Graphcore aimed to differentiate itself in the AI market by offering an alternative to GPUs, most notably those from Nvidia. The company’s IPU (Intelligence Processing Unit) is designed to process information more like a human brain does and is said to be more efficient and cost-effective than GPUs. However, early benchmarks and performance comparisons between Graphcore’s IPUs and Nvidia’s GPUs did not show a clear winner for all use cases, and while Nvidia has continued a relatively rapid cadence of product releases and performance leaps, Graphcore’s product delivery stalled, with sources telling us that their next generation, named the Good computer, is far from ready.
If you aren’t familiar with Graphcore’s IPU technology, you can discover a lot more about it in our previous analysis.
Graphcore Co-founder and CEO Nigel Toon said, “Demand for AI compute is vast and continues to grow. There remains much to do to improve efficiency, resilience, and computational power to unlock the full potential of AI. In SoftBank, we have a partner that can enable the Graphcore team to redefine the landscape for AI technology.”
Graphcore has so far targeted the high-end market, including supercomputers, and that remains the most logical focus for the technology. What will change is the company’s orientation towards Arm. Graphcore has, for several months, been implementing Arm flows in Bristol, England, and many of the meetings preceding the deal were with Arm rather than SoftBank. Expect notable Arm components supporting any future Graphcore IPU products, as in the Nvidia product line. We were told that the reason that SoftBank is the acquirer rather than Arm is sensitivity about the potential impact on Arm’s share price if it had bought Graphcore.
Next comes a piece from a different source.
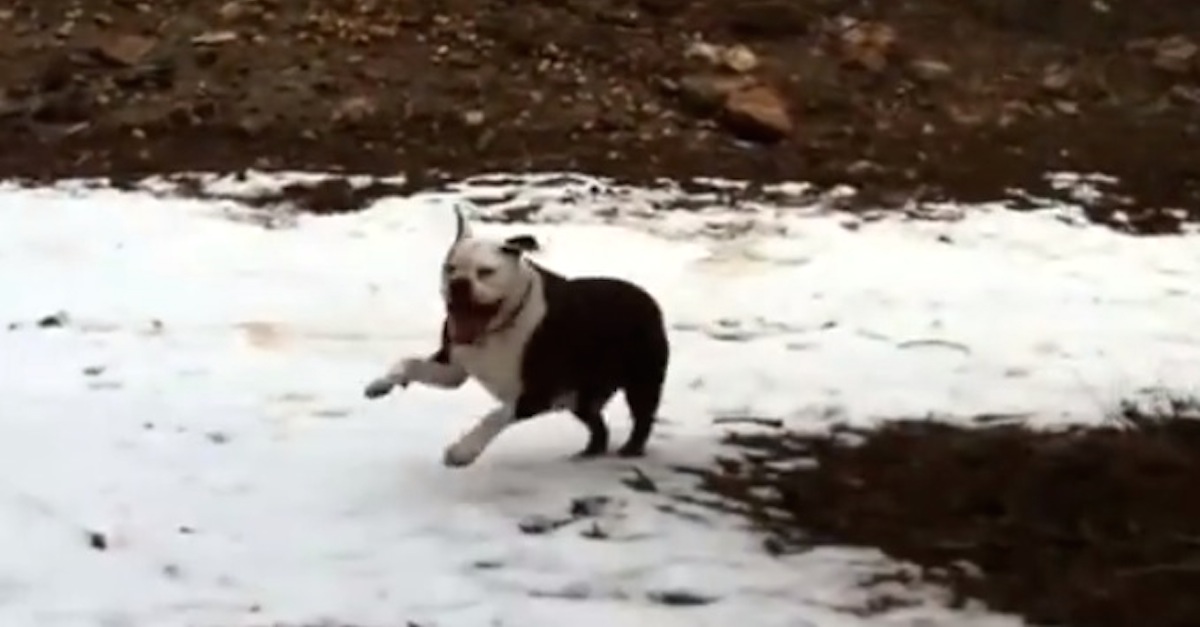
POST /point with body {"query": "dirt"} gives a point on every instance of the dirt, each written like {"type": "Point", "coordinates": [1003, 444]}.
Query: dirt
{"type": "Point", "coordinates": [1089, 527]}
{"type": "Point", "coordinates": [905, 99]}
SoftBank says its strategy is to acquire companies in the AI field that can work together. We expect that Graphcore and Arm will work very closely, with Arm the senior partner when it comes to product strategy. Arm is seeking to achieve higher value from AI, where, to date, it mostly benefits from being a peripheral part of the solution. Arm needs an AI inferencing solution that it can exert more control over than with Nvidia. In the meantime, we understand Arm is exiting some lower-value businesses, notably in automotive GPU, to focus on the higher returns available from AI.
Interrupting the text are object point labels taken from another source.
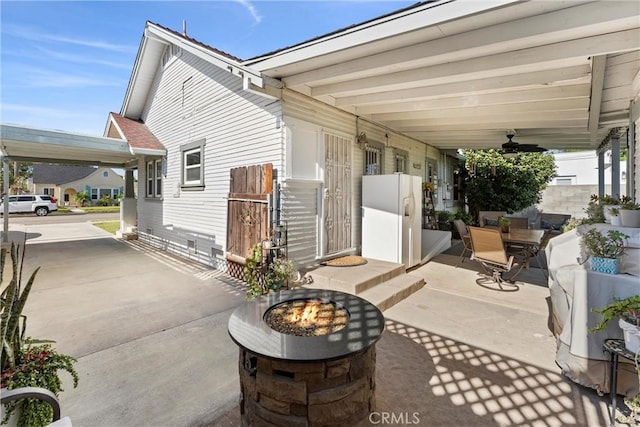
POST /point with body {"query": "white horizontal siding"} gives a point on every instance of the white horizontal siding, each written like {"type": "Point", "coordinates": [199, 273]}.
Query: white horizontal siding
{"type": "Point", "coordinates": [240, 129]}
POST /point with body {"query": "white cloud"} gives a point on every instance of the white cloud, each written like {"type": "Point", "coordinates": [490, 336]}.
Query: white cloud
{"type": "Point", "coordinates": [251, 8]}
{"type": "Point", "coordinates": [81, 59]}
{"type": "Point", "coordinates": [40, 77]}
{"type": "Point", "coordinates": [33, 34]}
“Society is embracing the opportunities offered by foundation models, generative AI applications, and new approaches to scientific discovery,” said Vikas Parekh, managing partner at SoftBank Investment Advisers. “Next-generation semiconductors and compute systems are essential in the AGI (artificial general intelligence) journey, we’re pleased to collaborate with Graphcore in this mission.”
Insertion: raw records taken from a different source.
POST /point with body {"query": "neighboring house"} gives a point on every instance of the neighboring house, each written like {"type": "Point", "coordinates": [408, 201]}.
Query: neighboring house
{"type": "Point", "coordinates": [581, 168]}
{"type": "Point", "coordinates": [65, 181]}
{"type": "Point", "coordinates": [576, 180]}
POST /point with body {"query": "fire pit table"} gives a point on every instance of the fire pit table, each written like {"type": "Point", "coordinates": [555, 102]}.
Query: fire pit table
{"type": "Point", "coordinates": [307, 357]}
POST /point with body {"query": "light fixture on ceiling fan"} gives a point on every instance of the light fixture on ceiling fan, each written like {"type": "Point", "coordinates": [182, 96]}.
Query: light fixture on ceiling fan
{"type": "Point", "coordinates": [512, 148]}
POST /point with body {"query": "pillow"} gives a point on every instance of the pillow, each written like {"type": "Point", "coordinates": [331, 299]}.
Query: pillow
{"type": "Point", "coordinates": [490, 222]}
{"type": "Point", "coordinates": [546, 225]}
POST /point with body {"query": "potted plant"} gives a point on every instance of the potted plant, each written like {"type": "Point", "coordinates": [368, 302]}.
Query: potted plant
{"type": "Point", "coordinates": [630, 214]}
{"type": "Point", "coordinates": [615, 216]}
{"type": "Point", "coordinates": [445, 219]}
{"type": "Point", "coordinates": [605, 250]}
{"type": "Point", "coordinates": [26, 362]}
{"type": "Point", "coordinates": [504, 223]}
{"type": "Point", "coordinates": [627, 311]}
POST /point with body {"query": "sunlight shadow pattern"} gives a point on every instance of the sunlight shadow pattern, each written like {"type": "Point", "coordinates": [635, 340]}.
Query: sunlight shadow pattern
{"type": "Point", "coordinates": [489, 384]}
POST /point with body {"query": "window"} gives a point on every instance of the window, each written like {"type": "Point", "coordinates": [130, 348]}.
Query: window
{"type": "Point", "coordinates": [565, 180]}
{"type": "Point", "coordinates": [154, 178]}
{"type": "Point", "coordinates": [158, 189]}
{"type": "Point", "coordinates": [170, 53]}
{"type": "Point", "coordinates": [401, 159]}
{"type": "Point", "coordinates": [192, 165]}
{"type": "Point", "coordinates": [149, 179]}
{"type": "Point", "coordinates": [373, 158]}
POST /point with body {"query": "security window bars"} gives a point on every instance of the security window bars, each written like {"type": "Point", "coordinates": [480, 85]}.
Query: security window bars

He elaborated on the deal’s strategic importance to SoftBank’s AI plans in the Financial Times: “The profit pools will grow longer term, and we expect that lots of players will develop solutions and participate in that pool.”
Graphcore says it will continue to invest in creating high-skilled jobs spanning a range of disciplines, which we take to mean that it will need to rebuild a talent pool. Graphcore has been a leading employer in the UK’s tech industry, but during a period of uncertainty beginning in mid-2023, it has lost a lot of talent to rivals, including Blaize, Imagination, VyperCore, and the fintech industry.
The company’s headquarters remain in Bristol, with offices in Cambridge, England; London; Gdansk, Poland; and Hsinchu, Taiwan. Terms of the deal were not disclosed, but one investor in Graphcore told us the deal value was “around £400 million,” which would be US $517 million at today’s exchange rate and significantly less than investors had put into Graphcore to date. The media is reporting ranges of $500 million to $600 million for the deal value. Ultimately, we only really know that it is a fraction of the company’s peak valuation (>$2.5 billion) and a notable loss for existing investors.
Still, there is good news for at least three senior execs, who are expected to receive cash from the deal and remain to manage the company, and for employees whose share deals will be reconstituted for retention purposes. Ex-employees lose all their options.